Mailing-List: contact hadoop-user-help@lucene.apache.org; run by ezmlm
Precedence: bulk
Reply-To: hadoop-user@lucene.apache.org
Received-SPF: neutral (herse.apache.org: local policy)
Message-ID: <459B432C.6060103@archive.org>
Date: Tue, 02 Jan 2007 21:46:20 -0800
From: Michael Stack <stack@archive.org>
User-Agent: Thunderbird 1.5.0.8 (X11/20061115)
MIME-Version: 1.0
To: hadoop-user@lucene.apache.org
Subject: s3
Content-Type: text/plain; charset=ISO-8859-1; format=flowed
Content-Transfer-Encoding: 7bit

I'm trying to use the s3 filesystem that was recently added to hadoop 
TRUNK. 

If I set fs.default.name to be s3://AWS_IDENTIFIER:AWS_SECRET@MY_BUCKET/ 
so I can run mapreduce jobs that get and set directly from S3, I get the 
following complaint:

java.io.IOException: Cannot create file 
/mapred/system/submit_86vwi0/job.jar since parent directory 
/mapred/system/submit_86vwi0 does not exist.

While '/mapred/system/' exists, the temporary job directory 
'submit_86vwi0' is not being created.  This looks like a bug.

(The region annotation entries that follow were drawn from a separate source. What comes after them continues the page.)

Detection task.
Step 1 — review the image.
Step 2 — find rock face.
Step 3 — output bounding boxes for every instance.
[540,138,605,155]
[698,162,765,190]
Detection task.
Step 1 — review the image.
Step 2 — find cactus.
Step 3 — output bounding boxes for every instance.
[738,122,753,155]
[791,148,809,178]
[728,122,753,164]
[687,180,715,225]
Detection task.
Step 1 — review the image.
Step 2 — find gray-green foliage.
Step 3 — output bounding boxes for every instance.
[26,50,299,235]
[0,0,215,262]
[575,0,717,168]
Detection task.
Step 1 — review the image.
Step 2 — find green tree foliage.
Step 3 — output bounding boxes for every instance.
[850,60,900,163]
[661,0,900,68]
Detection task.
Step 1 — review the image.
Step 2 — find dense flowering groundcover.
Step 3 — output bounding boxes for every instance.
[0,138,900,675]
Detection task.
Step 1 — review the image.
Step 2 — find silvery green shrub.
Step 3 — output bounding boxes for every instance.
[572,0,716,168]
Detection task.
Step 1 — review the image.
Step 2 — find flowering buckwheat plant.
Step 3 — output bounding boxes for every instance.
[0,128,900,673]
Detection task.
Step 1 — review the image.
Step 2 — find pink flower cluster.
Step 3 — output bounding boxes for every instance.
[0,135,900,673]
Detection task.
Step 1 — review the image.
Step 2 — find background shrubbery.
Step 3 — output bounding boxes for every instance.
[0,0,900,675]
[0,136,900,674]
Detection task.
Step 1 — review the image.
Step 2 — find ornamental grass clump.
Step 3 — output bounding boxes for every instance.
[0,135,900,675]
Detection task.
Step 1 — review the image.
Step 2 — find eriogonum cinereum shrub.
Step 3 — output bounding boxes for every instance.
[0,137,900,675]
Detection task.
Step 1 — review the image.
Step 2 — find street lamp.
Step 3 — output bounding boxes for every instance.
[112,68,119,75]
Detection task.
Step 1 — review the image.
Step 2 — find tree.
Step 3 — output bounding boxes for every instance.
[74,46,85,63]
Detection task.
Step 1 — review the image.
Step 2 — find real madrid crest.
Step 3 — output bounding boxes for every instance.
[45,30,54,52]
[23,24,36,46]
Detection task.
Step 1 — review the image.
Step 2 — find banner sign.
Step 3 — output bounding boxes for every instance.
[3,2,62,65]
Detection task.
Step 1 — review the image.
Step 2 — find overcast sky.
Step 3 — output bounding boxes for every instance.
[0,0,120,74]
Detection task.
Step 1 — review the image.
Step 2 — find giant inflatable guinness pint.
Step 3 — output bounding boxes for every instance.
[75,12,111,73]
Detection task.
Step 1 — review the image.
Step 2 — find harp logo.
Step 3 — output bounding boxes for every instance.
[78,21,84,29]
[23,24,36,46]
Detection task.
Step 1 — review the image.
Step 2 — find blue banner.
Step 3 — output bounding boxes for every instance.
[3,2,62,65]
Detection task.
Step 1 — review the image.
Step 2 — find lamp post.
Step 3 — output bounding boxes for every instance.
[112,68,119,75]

How are others making use of the S3 filesystem currently?  Are ye 
writing maps/reduces that explicitly get an S3 filesystem for putting 
and getting of S3 inputs/outputs?

What I really want is a mapreduce tool to do bulk copies of HDFS outputs 
to S3 and back again. I made a start on modifying the CopyFiles tool 
(distcp) adding to the mapper factory an S3 mapper to complement the 
already existing HDFS and HTTP implementations but before I go any 
further, perhaps this has been done already?

Thanks for any feedback,
St.Ack